In construing any statute, we must give words "their ordinary meaning and significance," recognizing that generally the statutory language is "the best indicator of [the Legislature's] intent." DiProspero v. Penn, 183 N.J. 477, 492 (2005); see also N.J.S.A. 1:1-1 (stating that customarily "words and phrases shall be read and construed with their context, and shall . . . be given their generally accepted meaning").Each statutory provision must be viewed not in isolation but "in relation to other constituent parts so that a sensible meaning may be given to the whole of the legislative scheme." Wilson ex rel. Manzano v. City of Jersey City, 209 N.J. 558, 572 (2012). We will not presume that the Legislature intended a result different from what is indicated by the plain language or add a qualification to a statute that the Legislature chose to omit. DiProspero, 183 N.J. at 493.

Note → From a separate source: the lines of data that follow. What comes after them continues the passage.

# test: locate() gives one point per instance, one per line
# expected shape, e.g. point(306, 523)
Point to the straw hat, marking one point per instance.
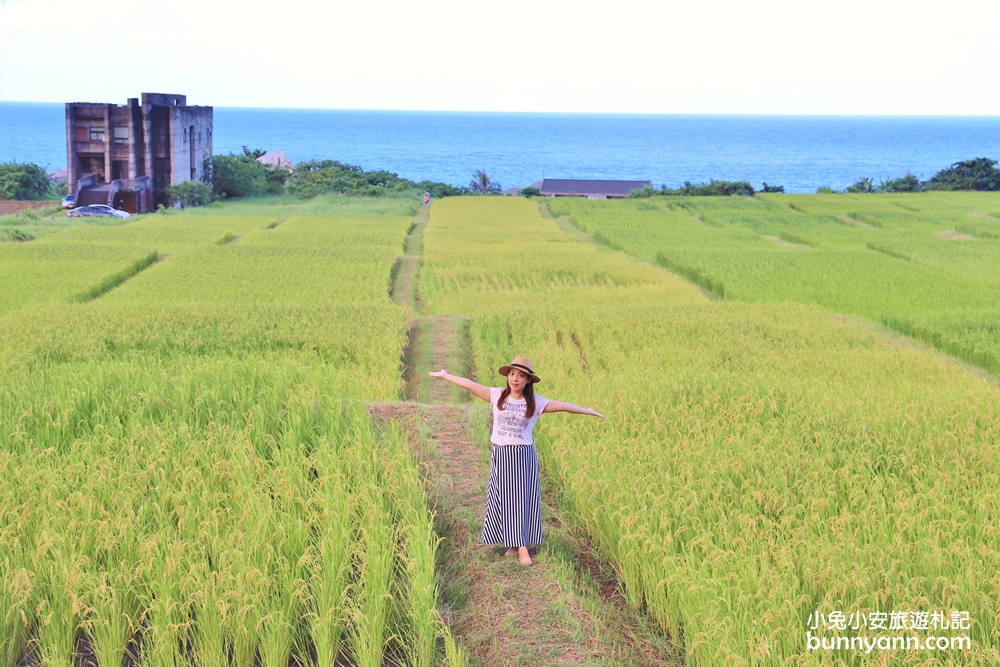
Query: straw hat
point(521, 364)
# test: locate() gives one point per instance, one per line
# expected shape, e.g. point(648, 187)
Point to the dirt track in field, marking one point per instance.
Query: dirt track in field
point(566, 609)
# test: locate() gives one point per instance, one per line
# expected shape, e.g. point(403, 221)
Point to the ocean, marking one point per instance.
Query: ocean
point(802, 153)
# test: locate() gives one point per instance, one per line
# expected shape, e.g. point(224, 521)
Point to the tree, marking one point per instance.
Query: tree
point(234, 176)
point(908, 183)
point(863, 185)
point(482, 184)
point(189, 193)
point(23, 180)
point(977, 174)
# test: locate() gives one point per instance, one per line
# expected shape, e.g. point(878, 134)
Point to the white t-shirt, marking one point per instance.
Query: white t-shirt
point(509, 425)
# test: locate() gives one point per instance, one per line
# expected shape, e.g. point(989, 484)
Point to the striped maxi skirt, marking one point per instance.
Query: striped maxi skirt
point(513, 498)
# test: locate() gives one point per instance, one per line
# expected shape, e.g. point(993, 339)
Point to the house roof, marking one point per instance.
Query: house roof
point(581, 188)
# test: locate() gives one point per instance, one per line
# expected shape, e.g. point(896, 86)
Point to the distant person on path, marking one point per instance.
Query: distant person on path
point(513, 496)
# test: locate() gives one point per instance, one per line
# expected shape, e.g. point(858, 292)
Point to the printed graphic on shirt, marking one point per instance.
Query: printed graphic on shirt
point(510, 426)
point(511, 422)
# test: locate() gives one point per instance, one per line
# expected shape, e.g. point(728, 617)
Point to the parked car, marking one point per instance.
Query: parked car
point(96, 210)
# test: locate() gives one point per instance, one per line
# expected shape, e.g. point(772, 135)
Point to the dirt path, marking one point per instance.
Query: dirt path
point(787, 244)
point(857, 223)
point(568, 608)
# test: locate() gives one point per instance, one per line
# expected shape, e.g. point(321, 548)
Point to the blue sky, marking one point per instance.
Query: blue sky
point(770, 56)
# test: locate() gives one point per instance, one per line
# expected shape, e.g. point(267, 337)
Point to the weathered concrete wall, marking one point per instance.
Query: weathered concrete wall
point(162, 140)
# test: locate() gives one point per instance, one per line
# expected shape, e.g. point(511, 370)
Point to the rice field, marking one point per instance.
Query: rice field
point(188, 473)
point(760, 462)
point(924, 264)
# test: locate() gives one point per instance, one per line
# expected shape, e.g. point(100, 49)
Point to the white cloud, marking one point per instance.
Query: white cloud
point(774, 56)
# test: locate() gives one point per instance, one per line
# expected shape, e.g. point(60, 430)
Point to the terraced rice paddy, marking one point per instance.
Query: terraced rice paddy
point(925, 264)
point(188, 472)
point(759, 462)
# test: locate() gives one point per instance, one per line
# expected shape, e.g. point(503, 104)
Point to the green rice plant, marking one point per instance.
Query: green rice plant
point(108, 283)
point(760, 461)
point(372, 597)
point(210, 611)
point(113, 612)
point(60, 609)
point(16, 589)
point(167, 617)
point(333, 511)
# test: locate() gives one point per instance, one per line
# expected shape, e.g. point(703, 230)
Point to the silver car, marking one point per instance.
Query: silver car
point(96, 210)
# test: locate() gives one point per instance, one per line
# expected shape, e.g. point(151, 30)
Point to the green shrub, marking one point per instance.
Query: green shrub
point(977, 174)
point(234, 176)
point(190, 193)
point(908, 183)
point(713, 188)
point(319, 177)
point(864, 185)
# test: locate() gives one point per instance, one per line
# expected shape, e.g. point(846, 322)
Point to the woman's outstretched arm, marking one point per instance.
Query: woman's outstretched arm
point(563, 406)
point(477, 389)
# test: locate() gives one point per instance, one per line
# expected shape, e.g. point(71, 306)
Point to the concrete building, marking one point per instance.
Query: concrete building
point(126, 156)
point(556, 187)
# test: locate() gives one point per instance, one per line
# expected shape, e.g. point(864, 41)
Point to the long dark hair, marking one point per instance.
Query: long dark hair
point(529, 399)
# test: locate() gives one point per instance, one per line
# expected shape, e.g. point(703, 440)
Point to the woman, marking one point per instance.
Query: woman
point(513, 497)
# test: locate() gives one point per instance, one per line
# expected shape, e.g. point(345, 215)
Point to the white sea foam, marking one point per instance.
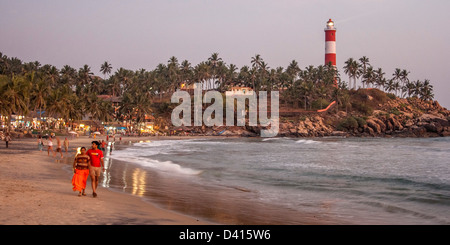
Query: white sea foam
point(307, 141)
point(142, 156)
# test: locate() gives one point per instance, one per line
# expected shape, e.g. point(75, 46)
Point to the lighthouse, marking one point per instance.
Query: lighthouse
point(330, 46)
point(330, 43)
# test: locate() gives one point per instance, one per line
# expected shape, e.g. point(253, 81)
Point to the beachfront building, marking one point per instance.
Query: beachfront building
point(237, 90)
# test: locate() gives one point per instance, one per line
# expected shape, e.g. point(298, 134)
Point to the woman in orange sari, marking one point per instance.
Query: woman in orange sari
point(81, 166)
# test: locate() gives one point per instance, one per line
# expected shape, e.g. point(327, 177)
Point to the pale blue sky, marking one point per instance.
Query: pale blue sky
point(408, 34)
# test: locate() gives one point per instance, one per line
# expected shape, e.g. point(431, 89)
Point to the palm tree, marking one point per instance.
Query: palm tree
point(351, 68)
point(380, 80)
point(214, 63)
point(39, 91)
point(106, 68)
point(85, 78)
point(426, 92)
point(14, 94)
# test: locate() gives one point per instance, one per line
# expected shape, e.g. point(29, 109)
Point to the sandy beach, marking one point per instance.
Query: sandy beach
point(36, 190)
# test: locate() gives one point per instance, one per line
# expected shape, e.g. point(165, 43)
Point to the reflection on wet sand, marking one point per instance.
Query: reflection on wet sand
point(223, 205)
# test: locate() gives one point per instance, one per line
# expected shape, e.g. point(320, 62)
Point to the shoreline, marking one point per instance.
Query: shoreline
point(38, 191)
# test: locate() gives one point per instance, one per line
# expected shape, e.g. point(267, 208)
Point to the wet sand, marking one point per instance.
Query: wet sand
point(36, 190)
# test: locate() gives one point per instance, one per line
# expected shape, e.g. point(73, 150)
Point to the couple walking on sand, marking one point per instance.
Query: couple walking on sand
point(87, 163)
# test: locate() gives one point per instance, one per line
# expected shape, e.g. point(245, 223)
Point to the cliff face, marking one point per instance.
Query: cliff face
point(397, 117)
point(372, 113)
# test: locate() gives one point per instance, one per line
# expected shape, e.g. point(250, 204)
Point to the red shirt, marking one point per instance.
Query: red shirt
point(95, 156)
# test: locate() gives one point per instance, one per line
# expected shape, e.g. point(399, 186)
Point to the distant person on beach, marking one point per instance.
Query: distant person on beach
point(49, 145)
point(7, 139)
point(97, 165)
point(81, 166)
point(58, 147)
point(66, 144)
point(40, 143)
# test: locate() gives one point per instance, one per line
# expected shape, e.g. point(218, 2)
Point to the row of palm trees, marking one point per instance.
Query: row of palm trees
point(399, 83)
point(69, 93)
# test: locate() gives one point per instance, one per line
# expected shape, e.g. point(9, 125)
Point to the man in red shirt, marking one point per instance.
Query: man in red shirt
point(97, 165)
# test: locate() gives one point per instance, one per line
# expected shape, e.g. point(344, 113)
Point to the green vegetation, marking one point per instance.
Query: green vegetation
point(28, 88)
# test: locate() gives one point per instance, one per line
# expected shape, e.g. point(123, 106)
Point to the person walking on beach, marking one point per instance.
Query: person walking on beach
point(58, 147)
point(97, 165)
point(49, 145)
point(7, 139)
point(81, 165)
point(40, 143)
point(103, 148)
point(66, 144)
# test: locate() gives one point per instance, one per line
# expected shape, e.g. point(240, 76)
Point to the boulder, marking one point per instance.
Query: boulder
point(375, 126)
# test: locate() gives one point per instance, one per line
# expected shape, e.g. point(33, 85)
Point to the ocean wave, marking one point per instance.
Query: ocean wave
point(303, 141)
point(164, 166)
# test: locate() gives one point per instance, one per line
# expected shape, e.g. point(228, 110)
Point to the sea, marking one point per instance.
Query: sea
point(289, 180)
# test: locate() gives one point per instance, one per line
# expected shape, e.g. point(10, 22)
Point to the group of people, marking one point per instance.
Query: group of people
point(50, 145)
point(88, 163)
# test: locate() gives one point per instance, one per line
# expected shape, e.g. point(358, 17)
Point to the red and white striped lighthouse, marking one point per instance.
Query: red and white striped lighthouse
point(330, 43)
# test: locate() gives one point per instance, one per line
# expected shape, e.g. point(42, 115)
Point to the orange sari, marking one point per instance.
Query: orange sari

On the other hand, if a plain reading of the statutory language is ambiguous, suggesting "more than one plausible interpretation," or leads to an absurd result, then we may look to extrinsic evidence, such as legislative history, committee reports, and contemporaneous construction in search of the Legislature's intent. Id. at 492-93.
[Tumpson, 218 N.J. at 467-68 (alterations in original).]

         The Legislature provided, in N.J.S.A. 19:3-6, for both the mandatory and permissive inclusion of an interpretive statement:

Any public question voted upon at an election shall be presented in simple language that can be easily understood by the voter. The printed phrasing of said question on the ballots shall clearly set forth the true purpose of the matter being voted upon. Where the question concerns any amendment to the State Constitution, or any act or statute or other legal titles of any nature, the printed phrasing on the ballots shall include a brief statement interpreting same. In event that in any statute the public question to be voted upon is so stated as not clearly to set forth the true purpose of the matter being voted upon and no provision is made in said statute for presenting the same in simple language or printing upon the ballots a brief statement interpreting the same, there may be added on the ballots to be used in voting upon the question, a brief statement interpreting the same and setting forth the true purpose of the matter being voted upon in addition to the statement of the public question required by the statute itself.